Ook stelt ze regelmatig controle van begrip vragen over de instructie: ‘Hoe moet ik de strook wegleggen? Waarom moet de strook tegen de rand van het papier aan liggen? Ik zet de pion hier. Klopt dit? Waar zet ik de pion weg? Hoeveel stroken lang is het blaadje?’ Wanneer een leerling het antwoord niet wist, gaf ze aan dat dit niet erg was en het aan een klasgenoot vraagt, maar later wel terugkomt met dezelfde vraag. Een klasgenoot geeft het juiste antwoord, juf José herhaalt het antwoord en daarna geeft ze nogmaals het kind dat het niet wist een beurt. Tijdens de instructie merkt ze op dat de kinderen het lastiger vinden dan ze had verwacht. Ze verlengt de begeleide inoefening. De jullie-fase slaat ze over, omdat deze interventie vandaag geen recht doet aan het behalen van het lesdoel in deze groep. Juf José past wel de jij-fase toe. De kinderen meten met de strook hoeveel stroken lang de whiteboardstift is. Tot slot mogen ze zelf evalueren of ze dit doel moeilijk of makkelijk vonden en stelt ze een controle van begrip vraag als ‘Waarom moet je precies kunnen meten?’ Ze geeft aan dat de groep morgen nogmaals met dit doel aan de slag gaat.

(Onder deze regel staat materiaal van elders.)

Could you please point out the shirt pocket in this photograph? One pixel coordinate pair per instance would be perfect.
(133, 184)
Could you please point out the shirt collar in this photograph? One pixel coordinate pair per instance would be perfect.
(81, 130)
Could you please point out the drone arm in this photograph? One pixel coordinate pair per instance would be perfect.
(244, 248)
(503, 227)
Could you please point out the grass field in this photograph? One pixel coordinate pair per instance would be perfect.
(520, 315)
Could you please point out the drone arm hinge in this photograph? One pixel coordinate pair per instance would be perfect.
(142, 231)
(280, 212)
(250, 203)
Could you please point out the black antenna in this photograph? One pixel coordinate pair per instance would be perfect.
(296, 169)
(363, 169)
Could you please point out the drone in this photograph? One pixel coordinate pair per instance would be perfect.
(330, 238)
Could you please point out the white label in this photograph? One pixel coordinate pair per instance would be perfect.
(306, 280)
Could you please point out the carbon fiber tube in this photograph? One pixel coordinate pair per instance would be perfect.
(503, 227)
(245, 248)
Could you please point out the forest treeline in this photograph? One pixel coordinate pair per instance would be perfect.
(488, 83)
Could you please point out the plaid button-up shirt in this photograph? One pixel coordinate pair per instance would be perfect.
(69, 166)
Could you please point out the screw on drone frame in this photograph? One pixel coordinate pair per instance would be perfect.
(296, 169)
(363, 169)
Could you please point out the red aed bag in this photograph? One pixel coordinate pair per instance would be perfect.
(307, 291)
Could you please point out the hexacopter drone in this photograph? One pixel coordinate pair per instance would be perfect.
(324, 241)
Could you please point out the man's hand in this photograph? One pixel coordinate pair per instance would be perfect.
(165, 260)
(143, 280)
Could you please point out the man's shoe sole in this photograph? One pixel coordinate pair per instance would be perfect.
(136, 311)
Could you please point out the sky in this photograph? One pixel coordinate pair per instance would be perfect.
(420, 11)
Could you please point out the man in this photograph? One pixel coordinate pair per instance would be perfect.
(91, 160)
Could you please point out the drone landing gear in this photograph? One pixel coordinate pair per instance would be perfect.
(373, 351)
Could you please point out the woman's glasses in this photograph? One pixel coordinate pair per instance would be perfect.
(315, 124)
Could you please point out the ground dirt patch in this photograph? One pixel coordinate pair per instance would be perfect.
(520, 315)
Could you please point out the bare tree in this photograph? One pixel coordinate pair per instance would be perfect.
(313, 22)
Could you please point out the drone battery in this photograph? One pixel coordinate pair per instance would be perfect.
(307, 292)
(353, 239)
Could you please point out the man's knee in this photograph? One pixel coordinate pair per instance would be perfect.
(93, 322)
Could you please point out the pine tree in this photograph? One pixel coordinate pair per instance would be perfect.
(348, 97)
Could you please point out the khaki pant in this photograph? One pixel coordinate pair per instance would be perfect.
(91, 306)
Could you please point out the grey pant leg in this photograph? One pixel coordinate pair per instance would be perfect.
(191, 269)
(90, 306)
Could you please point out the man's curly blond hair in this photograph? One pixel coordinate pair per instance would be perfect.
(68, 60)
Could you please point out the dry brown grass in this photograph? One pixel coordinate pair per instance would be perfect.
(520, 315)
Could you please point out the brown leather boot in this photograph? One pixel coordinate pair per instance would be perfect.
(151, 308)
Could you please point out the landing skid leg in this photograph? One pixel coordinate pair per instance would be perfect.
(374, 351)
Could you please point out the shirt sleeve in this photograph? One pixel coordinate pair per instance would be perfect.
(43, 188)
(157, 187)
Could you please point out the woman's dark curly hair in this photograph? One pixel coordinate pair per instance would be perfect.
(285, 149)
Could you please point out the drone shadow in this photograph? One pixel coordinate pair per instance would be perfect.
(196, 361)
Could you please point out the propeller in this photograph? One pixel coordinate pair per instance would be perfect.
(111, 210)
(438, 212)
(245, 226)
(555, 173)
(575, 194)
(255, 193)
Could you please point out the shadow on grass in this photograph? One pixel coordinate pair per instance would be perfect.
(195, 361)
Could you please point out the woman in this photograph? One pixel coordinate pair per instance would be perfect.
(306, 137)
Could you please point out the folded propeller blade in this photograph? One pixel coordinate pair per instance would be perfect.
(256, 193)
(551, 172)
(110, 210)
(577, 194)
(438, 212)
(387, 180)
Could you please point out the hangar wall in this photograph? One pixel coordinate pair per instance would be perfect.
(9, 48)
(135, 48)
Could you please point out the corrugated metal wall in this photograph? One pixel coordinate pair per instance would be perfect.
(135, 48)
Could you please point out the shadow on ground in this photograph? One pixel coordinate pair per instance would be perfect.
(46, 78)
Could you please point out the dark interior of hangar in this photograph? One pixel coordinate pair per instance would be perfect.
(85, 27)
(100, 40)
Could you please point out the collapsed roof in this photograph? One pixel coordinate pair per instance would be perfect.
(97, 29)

EDI bij kleuters in het SO

Tot slot ging ik kijken bij juf Nicole. Zij heeft kleuters en in haar groep werkt ze met verschillende niveaus. Er zitten bij haar kinderen in de klas die doorstromen naar de onderwijszorggroep, maar ook naar SO of ZML. Tijdens haar activiteit nam ze een aantal kinderen met doorstroom SO bij haar.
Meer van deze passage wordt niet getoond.